You can read the piece in full here. Feel free to comment, either here or on the Outdoor Nation page.
[Picture credit: Patrice Dufour, from the SXC stock photo website – a great source of free images.]
Reblogged this on The Dignity of Risk and commented:
It cannot be repeated too often than calculated risk combined with common sense guidance from adults is good for children.
Very good! And I love that phrase, “benign neglect.” May I recommend the new book by John Rosemond called Parent Babble?? If you are looking for a parenting “expert” who espouses the benign neglect concept, he’s the one.
Gaina and Molly – thanks for the comments. Molly – I haven’t read Rosemond’s book – thanks for the tip. Based on this piece in the Huffington Post I’d say he maybe over-states his case, and relies too much on nostalgia and anecdote. But I’ll try to check him out (it’s never wise to rely solely on what others say about a book). I’m more sympathetic to Frank Furedi’s views in his book Paranoid Parenting, which does not rely on the idea of a ‘golden age’ of childrearing.
You mention resilience – it’s something that I think many children don’t get the opportunity to develop these days… another attribute that can only be learnt through experience.
Thought provoking post – thanks!
I think parents are more worried about what others will say IF something goes wrong than they are that something actually WILL go wrong.
Also, asking my daughter to take her mobile with her when she and her sister played in fields nearby seemed to cause her anxiety where before there’d been none – we’re through this now, but I suppose it made her think she might be doing something that would end in an emergency.
It feels my heart with joy to see my girls marching around a muddy field picking flowers and trapping insects.
I wonder how one sells taking the Moby will affect the effect it has… Make a point of saying its for letting you know things such as if the child changes plans and how much later to expect them than the original plan and it might be less problematical than underling it’s for if things go wrong.
Of course, it would also be there if things /do/ go wrong, and a resourceful and independent child will realise that and use it accordingly.

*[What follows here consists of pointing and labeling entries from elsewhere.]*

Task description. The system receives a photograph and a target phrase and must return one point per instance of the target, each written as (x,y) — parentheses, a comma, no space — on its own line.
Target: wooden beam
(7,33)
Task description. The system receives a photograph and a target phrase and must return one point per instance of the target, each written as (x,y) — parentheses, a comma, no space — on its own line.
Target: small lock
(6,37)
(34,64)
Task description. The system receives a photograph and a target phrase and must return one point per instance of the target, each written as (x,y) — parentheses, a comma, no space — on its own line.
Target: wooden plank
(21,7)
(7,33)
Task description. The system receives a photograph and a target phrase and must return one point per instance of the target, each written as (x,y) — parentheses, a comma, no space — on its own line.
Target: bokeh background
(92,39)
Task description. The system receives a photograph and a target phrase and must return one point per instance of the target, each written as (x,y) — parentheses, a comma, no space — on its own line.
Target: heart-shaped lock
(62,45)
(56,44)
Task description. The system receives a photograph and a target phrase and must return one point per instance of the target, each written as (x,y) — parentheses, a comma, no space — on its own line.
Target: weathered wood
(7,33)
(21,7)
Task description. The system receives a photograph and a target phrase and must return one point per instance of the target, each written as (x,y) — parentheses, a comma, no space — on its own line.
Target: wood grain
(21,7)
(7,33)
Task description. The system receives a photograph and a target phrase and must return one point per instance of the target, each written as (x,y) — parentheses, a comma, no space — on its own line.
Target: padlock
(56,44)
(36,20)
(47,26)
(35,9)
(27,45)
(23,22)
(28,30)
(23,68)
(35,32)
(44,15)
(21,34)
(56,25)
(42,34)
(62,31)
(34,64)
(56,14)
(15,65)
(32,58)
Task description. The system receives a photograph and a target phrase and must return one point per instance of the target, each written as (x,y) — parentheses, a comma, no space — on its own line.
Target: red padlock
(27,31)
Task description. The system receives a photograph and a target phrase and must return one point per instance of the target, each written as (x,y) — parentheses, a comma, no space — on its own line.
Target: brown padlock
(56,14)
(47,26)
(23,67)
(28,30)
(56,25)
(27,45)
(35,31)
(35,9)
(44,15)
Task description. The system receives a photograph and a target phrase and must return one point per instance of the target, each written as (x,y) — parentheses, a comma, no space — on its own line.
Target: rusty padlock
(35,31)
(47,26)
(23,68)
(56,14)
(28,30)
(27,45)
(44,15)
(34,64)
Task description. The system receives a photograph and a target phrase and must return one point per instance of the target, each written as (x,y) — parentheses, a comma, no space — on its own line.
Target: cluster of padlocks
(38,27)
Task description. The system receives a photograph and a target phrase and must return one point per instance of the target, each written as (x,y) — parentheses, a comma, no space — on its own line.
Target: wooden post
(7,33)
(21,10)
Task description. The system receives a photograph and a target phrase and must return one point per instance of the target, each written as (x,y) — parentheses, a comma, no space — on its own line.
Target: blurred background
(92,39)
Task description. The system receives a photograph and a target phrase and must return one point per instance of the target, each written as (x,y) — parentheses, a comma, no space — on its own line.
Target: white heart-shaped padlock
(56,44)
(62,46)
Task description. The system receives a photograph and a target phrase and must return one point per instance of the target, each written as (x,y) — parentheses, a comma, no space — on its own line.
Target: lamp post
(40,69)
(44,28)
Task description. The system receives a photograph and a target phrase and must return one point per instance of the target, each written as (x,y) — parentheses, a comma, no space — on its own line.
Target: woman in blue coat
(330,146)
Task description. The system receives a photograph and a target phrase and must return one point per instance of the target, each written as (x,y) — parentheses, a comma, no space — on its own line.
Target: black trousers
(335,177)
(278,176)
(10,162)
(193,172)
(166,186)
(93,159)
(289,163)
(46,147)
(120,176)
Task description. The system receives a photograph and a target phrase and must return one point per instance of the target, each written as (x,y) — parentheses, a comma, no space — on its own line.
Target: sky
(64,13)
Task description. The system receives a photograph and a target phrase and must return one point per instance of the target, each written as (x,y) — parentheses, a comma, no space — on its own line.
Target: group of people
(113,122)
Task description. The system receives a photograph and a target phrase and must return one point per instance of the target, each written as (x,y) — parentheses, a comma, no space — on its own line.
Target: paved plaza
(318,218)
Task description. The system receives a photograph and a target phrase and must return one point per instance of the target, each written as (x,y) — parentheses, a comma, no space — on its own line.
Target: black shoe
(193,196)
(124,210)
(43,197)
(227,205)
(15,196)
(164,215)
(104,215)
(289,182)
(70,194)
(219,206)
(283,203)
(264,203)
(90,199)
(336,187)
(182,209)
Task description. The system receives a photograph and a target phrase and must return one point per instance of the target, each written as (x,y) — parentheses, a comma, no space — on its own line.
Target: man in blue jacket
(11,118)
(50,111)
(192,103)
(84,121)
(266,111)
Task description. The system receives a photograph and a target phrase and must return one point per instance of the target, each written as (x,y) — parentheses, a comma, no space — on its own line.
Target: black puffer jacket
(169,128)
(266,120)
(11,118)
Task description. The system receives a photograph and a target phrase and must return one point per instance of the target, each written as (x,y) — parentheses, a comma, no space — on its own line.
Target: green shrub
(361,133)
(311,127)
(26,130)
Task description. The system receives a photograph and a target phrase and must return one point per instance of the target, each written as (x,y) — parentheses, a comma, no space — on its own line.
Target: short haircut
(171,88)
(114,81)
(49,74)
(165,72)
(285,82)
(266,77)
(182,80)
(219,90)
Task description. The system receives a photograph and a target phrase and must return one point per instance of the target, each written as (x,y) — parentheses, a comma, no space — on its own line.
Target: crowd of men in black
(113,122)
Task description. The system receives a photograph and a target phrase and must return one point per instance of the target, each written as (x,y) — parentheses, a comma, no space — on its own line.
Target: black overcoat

I suspect there is a general tendency to label strategies as Good or Bad in a binary way, and to try and maximise the former and minimise the latter. But what we’re really after is a balance between ends of spectra, an optimum compromise between different things any of which have a mix of good and bad aspects
So we want some degree of safekeeping and supervision, and we want some degree of freedom and self discovery. And the balance will change according to who it is, what they’re doing, and even what mood we’re in today. I would agree that we’re well off balance at the moment, too far towards safekeeping and supervision. We need some of that, but only some, and certainly not as much as possible.
Emma, Tracy, Peter – thanks for your thoughts. Tracy – yes, parental peer pressure is a powerful force. Your point about your daughter’s response to being asked to have her mobile is well made: sometimes, safety measures can have the side-effect of making us feel less safe, because they make us more conscious of what might go wrong. I’ve been told that CCTV can have the same effect (it does on me). It doesn’t mean we shouldn’t use these safety measure – but it is something to think about. Almost all risk mitigation measures (to use the jargon) have unintended consequences – because they are used by people, and people respond to risk in complex ways (as risk academic John Adams has been arguing for years).
Peter – more balanced, yes – and more thoughtful. “Optimum” may be unrealistic (how would we ever know?) but definitely “good enough” (to steal from the child psychoanalyst Donald Winnicott, whose work has influenced playwork thinking).